Dalam romantisme kehidupan pesantren, hubungan antara kiai dan santri adalah pusatnya. Tidak seperti pola pendidikan sekuler yang lebih mementingkan materi pengetahuan, sehingga ada atau tidaknya guru menjadi tak penting, lalu setiap orang bebas menggali pengetahuan dengan memanfaatkan kecanggihan teknologi.
Tidak begitu dengan karakter pesantren.
Ada asupan-asupan yang tidak bisa didapatkan dari skriptur-skriptur tertulis atau media-media secanggih apapun. Karena asupan-asupan ini bukan muatan yang sekedar tersimpan di memori, tapi menembus hingga inti kesadaran manusia sebagai makhluk berjiwa.

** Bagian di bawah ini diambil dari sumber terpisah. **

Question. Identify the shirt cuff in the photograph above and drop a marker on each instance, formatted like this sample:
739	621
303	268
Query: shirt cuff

Ibarat air hujan, ia jatuh di hamparan tanah kering, lalu meresap dan membasahinya dari dalam. Tak sekedar tertampung di mangkuk porselin yang mengkilap. Proses peresapan itu hanya bisa terjadi dengan koneksi antara kiai dan santri.
Hubungan yang dimaksud di sini tak melulu kontak fisik dengan pertemuan atau obrolan. Tak sekedar kehadiran saat pengajian atau kunjungan rutin sowan. Itu memang penting, namun ada sisi penting yang lain, yakni keterpautan jiwa.

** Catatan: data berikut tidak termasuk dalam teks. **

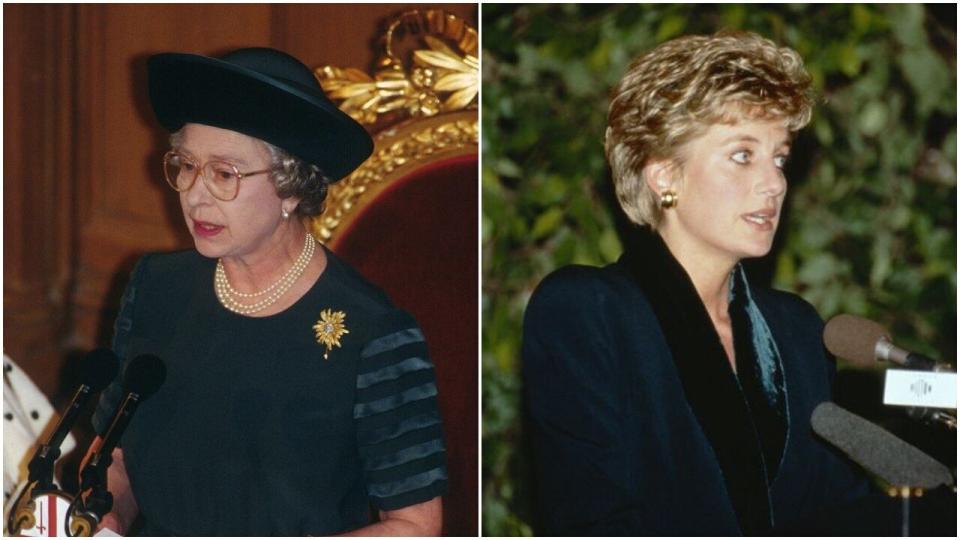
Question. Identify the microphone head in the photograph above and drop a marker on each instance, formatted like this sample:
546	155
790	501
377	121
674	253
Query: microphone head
98	368
144	375
877	450
854	338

Ada semacam kontrak spiritual antara kiai dan santri, merajut satu kontak batin satu arah dari guru kepada muridnya. Tidak ada profit materil dalam kontrak semacam ini, hanya ada proses regenerasi ‘manusia’ serta pembimbingan kesiapan hidup dan mati. Terutama bila kiai yang dimaksud adalah sosok dengan daya batin ampuh. Dalam tradisi tarekat, bisa lebih ketat lagi.
Dengan adanya keterpautan ini, isyarat dan perilaku kiai bisa menjadi ‘asupan’ bagi santri, yakni asupan yang tak sekedar pengetahuan, tapi juga pemahaman dan kebijaksanaan. Dengan keterpautan itu pula, tingkah polah santri bisa terkontrol dan terpagari dari hal-hal yang bisa memerosokkan diri ke dalam gelapnya jurang kehingar-bingaran, kericuhan, dan segala bentuk kepalsuan.

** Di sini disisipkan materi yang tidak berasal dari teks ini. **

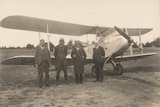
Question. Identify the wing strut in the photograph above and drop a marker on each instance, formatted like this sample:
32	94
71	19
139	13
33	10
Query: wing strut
140	40
48	37
131	46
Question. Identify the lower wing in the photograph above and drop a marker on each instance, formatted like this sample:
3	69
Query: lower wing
29	60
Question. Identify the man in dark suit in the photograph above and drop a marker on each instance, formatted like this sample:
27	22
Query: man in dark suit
42	62
60	60
79	55
98	59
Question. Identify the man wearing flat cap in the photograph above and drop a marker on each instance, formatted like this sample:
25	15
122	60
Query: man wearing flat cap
42	62
98	59
78	55
60	60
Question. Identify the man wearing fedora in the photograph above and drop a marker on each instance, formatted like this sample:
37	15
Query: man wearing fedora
60	60
98	59
78	54
42	62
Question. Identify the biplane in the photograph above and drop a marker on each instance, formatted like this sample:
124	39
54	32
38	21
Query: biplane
114	40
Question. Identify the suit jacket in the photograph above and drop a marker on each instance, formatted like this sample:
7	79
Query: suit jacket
80	56
60	52
38	55
98	54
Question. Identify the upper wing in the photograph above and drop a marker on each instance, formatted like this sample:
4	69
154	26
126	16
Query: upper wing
133	57
29	60
57	27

Peran kiai sangat terasa di sini. Ketika si santri terlampau lalai, maka kiainya akan menegur dengan cara yang sama sekali tak dinyana. Contohnya melalui mimpi.
Alan, sebut saja begitu, seorang santri penghapal Qur’an di sebuah pesantren tua pulau Jawa. Ia ‘mengikatkan diri’ sebagai murid kepada seorang kiai sepuh pewaris trah keilmuan dan kewibawaan para wali.
Secara formal, tugas utama Alan di pesantren itu adalah mengaji, yakni setoran hapalan Al-Qur’an dan menjaga hapalannya. Namun sial, sudah hampir setengah dasawarsa Alan mengaji, hapalannya masih saja tak nambah-nambah. Selain tak begitu hobi menghapal, Alan juga sok sibuk dengan berbagai kegiatan yang menurutnya penting sebagai pendewasaan, mumpung masih muda.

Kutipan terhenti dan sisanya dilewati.